We take a look at the key immigration events that affect businesses, professionals, entrepreneurs and their family members and some of the most topical questions that we are being asked.
Changes to UK right to work process
During the pandemic, the UK government introduced ‘COVID-19 adjusted’ right to work checks – allowing employers to check a candidate’s right to work document virtually via a video call. On 5 April 2022, the adjusted checks will end and all checks will need to be done in person.
From 6 April 2022, right to work rules will also change so that candidates with Biometric Residence Permits (BRP) or Biometric Residence Cards (BRC) can now only use the Home Office online service to evidence a right to work. Evidencing a physical card will no longer be accepted. Candidates will need to log into the government webpage for proving a right to work, which then shares a link to the employer of the person’s current right to work status and any key information such as expiry dates of work restrictions. Employers will then need to copy and retain this webpage with a record of the date that the check was undertaken as evidence of undertaking an on time right to work check.
This change will not apply retrospectively, so right to work checks prior to 6 April 2022 can still be done with the physical BRP or BRC being copied.
Companies relying on third party companies to undertake right to work checks on the company’s behalf, known as Identity Service Providers (IDSPs), will also be subject to new regulations from 6 April 2022 to assure that the IDSPs are certified to the required standards of the regulations.
UK/Australia Free Trade Agreement: global mobility
The UK-Australia Free Trade Agreement was agreed, with both governments needing to interpret the principles of the agreement into domestic law before commencement. Included in the agreement are the following proposals for distinct UK/Australia immigration benefits, such as:
- Companies providing a service in Australia operating in a significant number of important sectors, including travel agents, researchers and consultants, will be able to easily send British staff to Australia for work, without being subject to Australia’s changing skilled occupation list.
- The deal will make it easier for UK businesses to hire Australian experts. This will allow contracted Australian professionals from a range of sectors, including engineering and architecture, to travel to the UK for work.
- As part of the overall mobility package, Brits aged 18 to 35 will be able to travel and work in Australia with a Working Holiday Maker Visa for up to 3 years.

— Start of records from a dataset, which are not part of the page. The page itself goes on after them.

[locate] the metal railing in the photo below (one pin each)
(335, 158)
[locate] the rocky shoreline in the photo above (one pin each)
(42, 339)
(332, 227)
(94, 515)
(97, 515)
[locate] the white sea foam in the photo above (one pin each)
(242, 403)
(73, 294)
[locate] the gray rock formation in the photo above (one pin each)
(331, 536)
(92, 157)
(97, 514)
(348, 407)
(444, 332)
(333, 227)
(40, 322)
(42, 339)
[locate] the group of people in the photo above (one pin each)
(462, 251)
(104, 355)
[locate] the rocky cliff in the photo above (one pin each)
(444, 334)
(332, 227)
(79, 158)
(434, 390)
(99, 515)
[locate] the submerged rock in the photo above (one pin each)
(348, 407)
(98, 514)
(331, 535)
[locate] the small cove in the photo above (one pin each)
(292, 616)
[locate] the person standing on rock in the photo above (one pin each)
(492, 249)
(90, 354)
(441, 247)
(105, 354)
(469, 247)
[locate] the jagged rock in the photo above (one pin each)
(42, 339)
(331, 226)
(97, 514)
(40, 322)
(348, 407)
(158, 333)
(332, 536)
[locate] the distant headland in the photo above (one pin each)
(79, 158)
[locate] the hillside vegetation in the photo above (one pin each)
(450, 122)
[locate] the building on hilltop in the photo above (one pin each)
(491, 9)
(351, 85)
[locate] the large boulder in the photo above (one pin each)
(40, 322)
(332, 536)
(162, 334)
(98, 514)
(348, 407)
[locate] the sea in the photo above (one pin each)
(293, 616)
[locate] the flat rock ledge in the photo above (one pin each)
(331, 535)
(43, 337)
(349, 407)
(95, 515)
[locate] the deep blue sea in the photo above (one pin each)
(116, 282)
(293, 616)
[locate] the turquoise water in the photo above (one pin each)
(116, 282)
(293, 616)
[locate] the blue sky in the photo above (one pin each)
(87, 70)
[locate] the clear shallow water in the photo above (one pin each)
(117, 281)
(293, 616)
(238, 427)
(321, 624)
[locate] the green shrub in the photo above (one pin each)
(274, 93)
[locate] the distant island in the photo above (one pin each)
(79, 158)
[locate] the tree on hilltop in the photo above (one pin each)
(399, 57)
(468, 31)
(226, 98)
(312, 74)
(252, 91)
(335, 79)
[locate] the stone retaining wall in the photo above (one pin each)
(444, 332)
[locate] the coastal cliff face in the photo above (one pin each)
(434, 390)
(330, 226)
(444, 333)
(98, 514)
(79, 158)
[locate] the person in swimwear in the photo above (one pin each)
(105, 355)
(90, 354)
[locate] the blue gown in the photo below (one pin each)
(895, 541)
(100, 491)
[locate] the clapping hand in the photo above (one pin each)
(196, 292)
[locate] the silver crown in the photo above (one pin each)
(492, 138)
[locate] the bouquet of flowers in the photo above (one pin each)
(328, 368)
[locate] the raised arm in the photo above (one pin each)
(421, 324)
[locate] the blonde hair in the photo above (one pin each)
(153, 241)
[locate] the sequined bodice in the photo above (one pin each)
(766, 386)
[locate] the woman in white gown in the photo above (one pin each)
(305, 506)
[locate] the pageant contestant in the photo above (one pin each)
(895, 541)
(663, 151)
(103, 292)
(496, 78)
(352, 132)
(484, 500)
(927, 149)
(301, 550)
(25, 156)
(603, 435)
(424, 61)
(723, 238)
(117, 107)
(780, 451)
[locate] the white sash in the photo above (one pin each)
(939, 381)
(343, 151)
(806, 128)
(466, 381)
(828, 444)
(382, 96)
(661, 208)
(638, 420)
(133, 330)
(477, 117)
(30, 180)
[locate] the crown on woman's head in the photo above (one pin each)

- Young people will no longer have to work on a farm to use this visa to live and work in Australia. Australia will also pilot a new visa scheme for UK citizens, allowing early career workplace exchanges of up to one year for graduates between 21 and 45.
Youth Mobility visa and the India Young Professionals Scheme
The T5 Youth Mobility visa for individuals aged between 18 to 30 has expanded to include citizens of Iceland in addition to citizens of Australia, Canada, Monaco, New Zealand, San Marino, Hong Kong, Japan, South Korea and Taiwan.
The T5 Youth Mobility visa is valid for 2 years and allows the visa-holder to work in the UK without any restrictions.
An identical visa is soon expected for citizens of India who have a degree or diploma, having completed at least three years of study. This will be the India Young Professionals Scheme, which is yet to be included within the UK’s immigration rules.
Auditing the right to work checks for EU employees
As of 1st July 2021, the rules changed with regards checking the right to work for EU nationals. One of the significant changes is that EU nationals employed from 1 July 2021 will need to either evidence a permanent right to work in the UK (indefinite leave to remain) or a time-limited permission to work in the UK (either Pre-Settled Status or another visa). This latter group now also require a system for capturing and reminding employers of the end date of this permission to work in the UK.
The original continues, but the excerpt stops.